A few weeks ago, the New York Times Sunday Magazine published an article about young gay men getting married called Young Gay Rites. Today, they published letters in response.

The first letter is my favorite:

As a gay man of a certain age (I was 18 when Stonewall happened), I realize that much of what I have valued overall in my life — virtually all of it “out” — has been access to a much wider landscape of sexual and relationship possibilities than most of my straight confreres felt they had. In fact, being gay in this culture has required me to forge my own identity — cultivate it consciously — rather than have it handed down through societal institutions like marriage. I think there have been benefits to that.
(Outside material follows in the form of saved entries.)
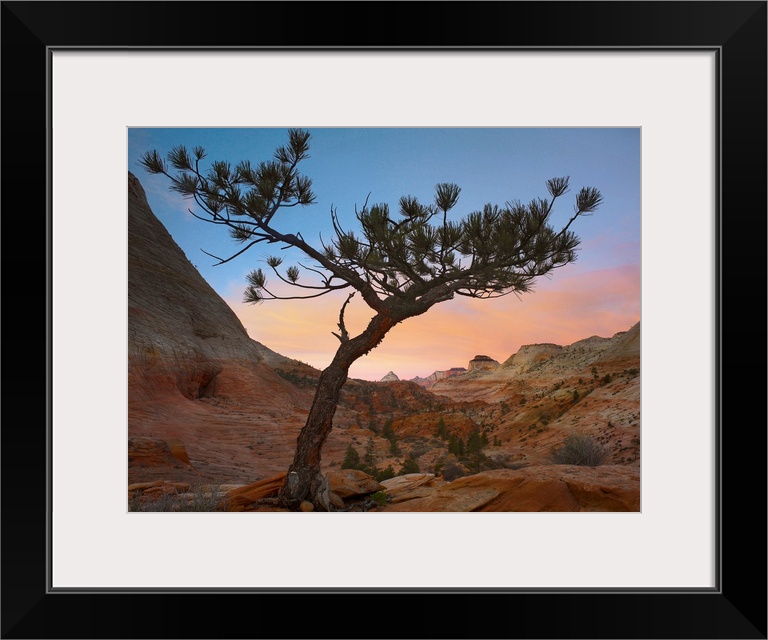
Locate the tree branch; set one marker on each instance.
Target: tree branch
(343, 336)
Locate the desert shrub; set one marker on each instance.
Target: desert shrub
(579, 449)
(385, 474)
(351, 459)
(409, 466)
(380, 498)
(453, 471)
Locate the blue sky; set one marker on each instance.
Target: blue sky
(599, 294)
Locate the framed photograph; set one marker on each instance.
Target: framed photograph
(689, 79)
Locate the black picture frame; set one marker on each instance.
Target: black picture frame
(736, 608)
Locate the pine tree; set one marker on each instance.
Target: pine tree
(401, 262)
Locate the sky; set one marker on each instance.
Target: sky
(598, 294)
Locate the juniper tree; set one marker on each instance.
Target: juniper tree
(401, 262)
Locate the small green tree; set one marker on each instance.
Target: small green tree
(370, 457)
(442, 430)
(409, 466)
(400, 263)
(579, 449)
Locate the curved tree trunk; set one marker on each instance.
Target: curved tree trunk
(305, 480)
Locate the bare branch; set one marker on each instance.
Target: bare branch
(344, 335)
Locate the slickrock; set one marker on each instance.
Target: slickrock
(350, 483)
(242, 497)
(539, 488)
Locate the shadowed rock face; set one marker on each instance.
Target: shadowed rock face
(180, 332)
(194, 375)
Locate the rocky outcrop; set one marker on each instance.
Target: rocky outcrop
(531, 354)
(482, 363)
(181, 335)
(539, 488)
(194, 374)
(435, 376)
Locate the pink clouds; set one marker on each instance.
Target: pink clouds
(563, 310)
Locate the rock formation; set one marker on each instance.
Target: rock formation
(210, 407)
(482, 363)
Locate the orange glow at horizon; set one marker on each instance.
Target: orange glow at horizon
(571, 308)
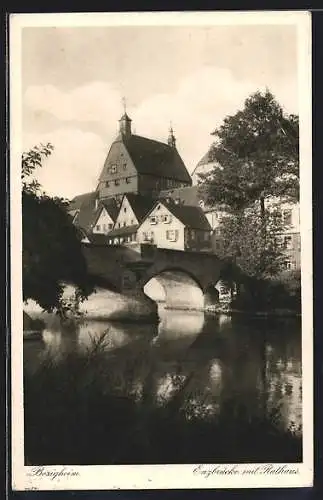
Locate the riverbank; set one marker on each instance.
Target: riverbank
(276, 313)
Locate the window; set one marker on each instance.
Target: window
(289, 264)
(166, 219)
(172, 235)
(287, 217)
(287, 243)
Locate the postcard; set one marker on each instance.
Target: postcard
(161, 250)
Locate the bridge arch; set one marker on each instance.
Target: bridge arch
(176, 287)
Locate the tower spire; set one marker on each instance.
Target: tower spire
(124, 104)
(171, 138)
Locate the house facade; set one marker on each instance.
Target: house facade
(104, 218)
(132, 210)
(177, 227)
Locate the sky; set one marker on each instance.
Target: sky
(74, 79)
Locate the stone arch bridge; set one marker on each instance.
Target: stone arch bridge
(180, 279)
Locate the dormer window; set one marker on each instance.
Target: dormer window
(166, 219)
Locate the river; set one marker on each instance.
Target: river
(236, 367)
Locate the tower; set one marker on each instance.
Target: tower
(171, 138)
(125, 126)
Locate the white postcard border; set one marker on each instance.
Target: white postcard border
(161, 476)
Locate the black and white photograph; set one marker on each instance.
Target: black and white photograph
(161, 250)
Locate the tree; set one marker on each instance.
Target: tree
(240, 241)
(52, 253)
(257, 150)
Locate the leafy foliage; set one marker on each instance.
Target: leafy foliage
(52, 253)
(241, 241)
(257, 152)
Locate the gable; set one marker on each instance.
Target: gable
(156, 158)
(126, 215)
(162, 215)
(104, 217)
(118, 163)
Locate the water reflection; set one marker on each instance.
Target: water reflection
(211, 366)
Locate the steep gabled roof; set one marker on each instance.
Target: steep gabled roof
(85, 205)
(156, 158)
(187, 195)
(140, 204)
(110, 205)
(77, 201)
(191, 216)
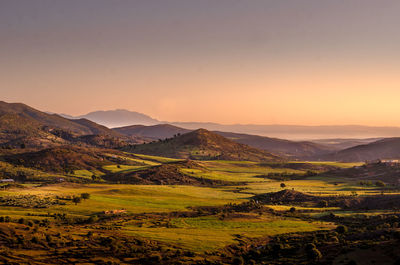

That everybody has a right to get married surely is obvious. But how lovely to feel you don’t have to.


When you’re gay, it can be difficult to explain to people why your views on gay marriage are negative or apathetic. I think this letter is very well articulated. I like that it expresses how a lack of marriage rights can be of benefit to queers without attacking the institution, which would cause a lot of people to close their minds to the sentiment.

The third letter I am not as fond of:

I dunno . . . after reading the article, sounds to me like gays get married for good or dumb reasons, impulsively or after careful or neurotic consideration, exactly like straight couples.

But as a 42-year-old gay engaged man, still giddy to be on the receiving end of a marriage proposal from my Julian, I do shudder to think what the gay-marriage opponents would think of our hypergay lifestyle, which I’m hoping California will condone soon by granting real marriage rights.

Why, just the other night we went to Target with our straight friend Brian and then, to top off our gay evening, got some doughnuts. It’s just one fabulous day after another.

Or should I say fabulously normal.


This is a typical example of the “gays should be able to get married because they’re just like straight people.” If this particular gay life style is “normal,” then something else isn’t normal – probably some more "hypergay" lifestyle. The use of the word “fabulous” seems particularly offensive to me, attacking certain non-assimilationist ways of being gay (i.e. faggy).

The last letter is very interesting. It’s about the images that ran with the story, campy 50s-style portraits of the young gay couples in the article. For example:



The letter states:

I enjoyed Denizet-Lewis’s article. He created a lively and sympathetic read, chronicling the path to marriage and beyond, a path that is not so different for couples of any sexual orientation. But why the colorized, exaggerated photos, mimicking the most clichéd and self-conscious of coupled moments? Why pose Marc and Vassili in tuxedos when they specifically stated that they will sidestep all the trappings associated with “traditional” weddings? Besides the uncomfortable nod to the ’50s (an era that was not especially welcoming to gays and lesbians), it suggests that gay couples are somehow “play acting” at being married. As a civil celebrant, who has had the great joy to preside over many gay unions in New Jersey, I was offended by the way these couples were depicted, at least visually.


I think this letter misses the point, which is the campiness of the photos. It’s not an “uncomfortable nod” to the 50s, it’s a parodic nod. Pictures like these, send-ups of the 50s, are usually parodic these days even when they feature straight couples. The letter made me think of Gender Trouble by Judith Butler. Butler writes about gender parody as repeating gender norms with a difference – in this case, that the couples are both men. This is not “play acting,” it is a parody that reveals the “original” as being a copy all along (unfortunately, I don’t have Gender Trouble with me, and this is something of a paraphrase from memory). In this case, the photos point out the constructedness of straight marriage as an institution. In my view, the author of this later misread the photographs and was offended by what she read into them, something that she wouldn’t have seen if she had noted the photos’ camp effect.